Nicotinic acetylcholine receptors in the nervous system are heterogeneous with distinct pharmacological and functional properties resulting from differences in post-translational processing and subunit composition. Because of nicotinic receptor diversity, receptor purification and biochemical characterization have been difficult, and the precise subunit composition of each receptor subtype is poorly characterized. Evidence is presented that alpha-bungarotoxin (Bgt)-binding nicotinic receptors found in pheochromocytoma 12 (PC12) cells are pentamers composed solely of alpha7 subunits.

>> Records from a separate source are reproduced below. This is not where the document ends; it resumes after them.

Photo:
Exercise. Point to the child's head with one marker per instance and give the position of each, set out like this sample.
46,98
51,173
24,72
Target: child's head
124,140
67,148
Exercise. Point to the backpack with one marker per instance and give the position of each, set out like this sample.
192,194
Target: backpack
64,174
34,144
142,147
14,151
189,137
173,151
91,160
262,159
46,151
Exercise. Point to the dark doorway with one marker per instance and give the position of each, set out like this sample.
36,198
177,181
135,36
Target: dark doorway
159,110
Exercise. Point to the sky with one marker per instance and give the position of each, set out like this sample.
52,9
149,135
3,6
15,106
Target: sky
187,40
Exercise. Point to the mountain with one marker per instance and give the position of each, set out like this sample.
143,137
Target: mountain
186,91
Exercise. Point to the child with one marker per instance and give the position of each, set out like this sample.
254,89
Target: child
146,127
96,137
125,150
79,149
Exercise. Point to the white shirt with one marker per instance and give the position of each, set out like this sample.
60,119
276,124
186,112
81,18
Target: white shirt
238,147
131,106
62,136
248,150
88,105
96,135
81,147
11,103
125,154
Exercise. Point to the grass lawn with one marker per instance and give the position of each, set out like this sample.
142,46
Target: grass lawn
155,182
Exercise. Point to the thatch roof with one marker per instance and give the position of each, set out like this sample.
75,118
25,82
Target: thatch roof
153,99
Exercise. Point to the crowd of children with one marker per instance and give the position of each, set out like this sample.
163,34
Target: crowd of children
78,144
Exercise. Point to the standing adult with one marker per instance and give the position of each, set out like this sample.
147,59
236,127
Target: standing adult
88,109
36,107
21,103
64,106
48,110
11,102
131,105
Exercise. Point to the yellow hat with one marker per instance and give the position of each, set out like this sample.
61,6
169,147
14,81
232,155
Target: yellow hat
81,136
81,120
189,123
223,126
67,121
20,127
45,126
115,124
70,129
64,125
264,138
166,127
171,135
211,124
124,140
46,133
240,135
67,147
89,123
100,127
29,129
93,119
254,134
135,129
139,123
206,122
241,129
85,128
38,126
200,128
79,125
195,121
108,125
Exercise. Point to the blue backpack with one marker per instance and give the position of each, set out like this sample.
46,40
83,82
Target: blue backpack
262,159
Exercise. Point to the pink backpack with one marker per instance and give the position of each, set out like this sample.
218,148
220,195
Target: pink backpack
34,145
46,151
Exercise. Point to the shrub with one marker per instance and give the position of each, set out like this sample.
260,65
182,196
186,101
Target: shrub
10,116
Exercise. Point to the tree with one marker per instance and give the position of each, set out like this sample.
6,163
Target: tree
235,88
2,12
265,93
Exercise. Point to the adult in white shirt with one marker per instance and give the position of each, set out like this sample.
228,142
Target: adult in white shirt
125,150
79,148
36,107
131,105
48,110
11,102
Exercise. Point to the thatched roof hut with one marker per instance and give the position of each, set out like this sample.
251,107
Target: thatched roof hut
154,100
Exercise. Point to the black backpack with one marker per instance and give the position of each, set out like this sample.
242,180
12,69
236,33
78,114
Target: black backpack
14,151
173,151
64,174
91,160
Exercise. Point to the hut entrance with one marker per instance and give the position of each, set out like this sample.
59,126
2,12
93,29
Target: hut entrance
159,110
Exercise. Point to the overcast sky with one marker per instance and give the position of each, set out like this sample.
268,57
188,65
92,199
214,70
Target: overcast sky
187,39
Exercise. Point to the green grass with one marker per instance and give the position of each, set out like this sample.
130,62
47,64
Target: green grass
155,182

Metabolically labeled, affinity-purified Bgt receptors (BgtRs) consisted of a single 55 kDa band on SDS gels, which was recognized by anti-alpha7 antibodies on immunoblots. Isoelectric focusing separated the 55 kDa band into multiple spots, all recognized by anti-alpha7 antibodies and, therefore, each a differentially processed alpha7 subunit. Cell-surface BgtR subunits, cross-linked to each other and (125)I-Bgt, migrated on gels as a ladder of five bands with each band a multiple of an alpha7 subunit monomer. Similar characteristics of BgtRs from rat brain suggest that they, like PC12 BgtRs, are alpha7 pentamers containing differentially processed alpha7 subunits.